A shape has line symmetry if it can be folded in half along a line so both halves match exactly. A square has 4 lines of symmetry; a rectangle has 2. Students identify and draw lines of symmetry using folding and mirrors.
You already know the attributes of 2D shapes — how many sides they have, whether sides are equal, whether angles are right angles. Line symmetry (also called reflective symmetry) adds a new kind of attribute: whether a shape can be folded along a line so that both halves land exactly on top of each other. The fold line is called a line of symmetry, and any point on one side of the line has a matching point at the exact same distance on the other side.

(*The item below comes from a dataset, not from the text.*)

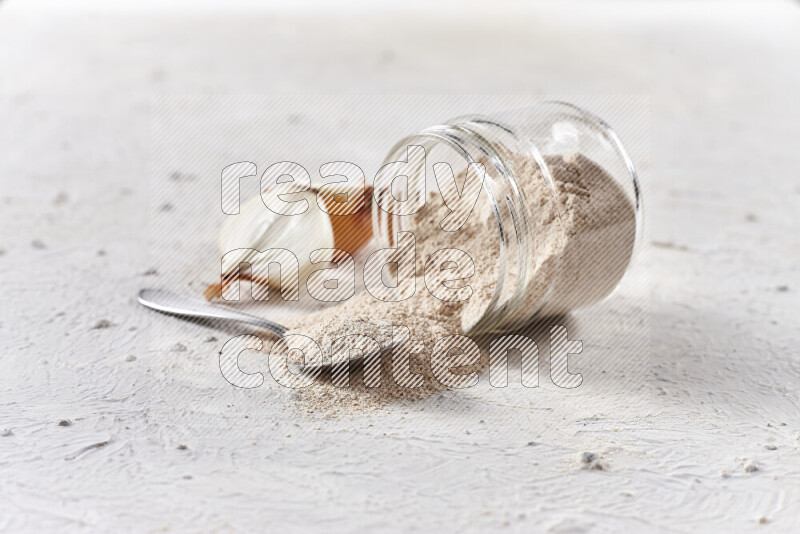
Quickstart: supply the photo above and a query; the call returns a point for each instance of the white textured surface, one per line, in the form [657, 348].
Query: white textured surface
[723, 202]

The most reliable way to find a line of symmetry is to imagine folding. If you fold a square in half diagonally, the two triangular halves stack perfectly — so the diagonal is a line of symmetry. A square has 4 lines of symmetry in total: two diagonals and two lines through the midpoints of opposite sides. A rectangle only has 2 lines of symmetry (both through midpoints of opposite sides), because folding it diagonally gives two halves that don't match up — the corners don't align.
Not every shape has a line of symmetry. A scalene triangle (with all different side lengths) has none. The letter Z has none. The letter A has one vertical line of symmetry. A regular hexagon has six. In general, the more equal a shape's sides and angles are, the more lines of symmetry it tends to have. Counting lines of symmetry is connected to what you know about regularity in shapes.
The practical test is always to fold (or place a mirror along the proposed line) and check. If the two halves don't stack perfectly, the line you drew is not a line of symmetry. The key requirement is that both halves must be exactly the same shape and size — not just similar-looking. Symmetry is about perfect balance, and the line of symmetry is exactly the dividing line where that balance holds.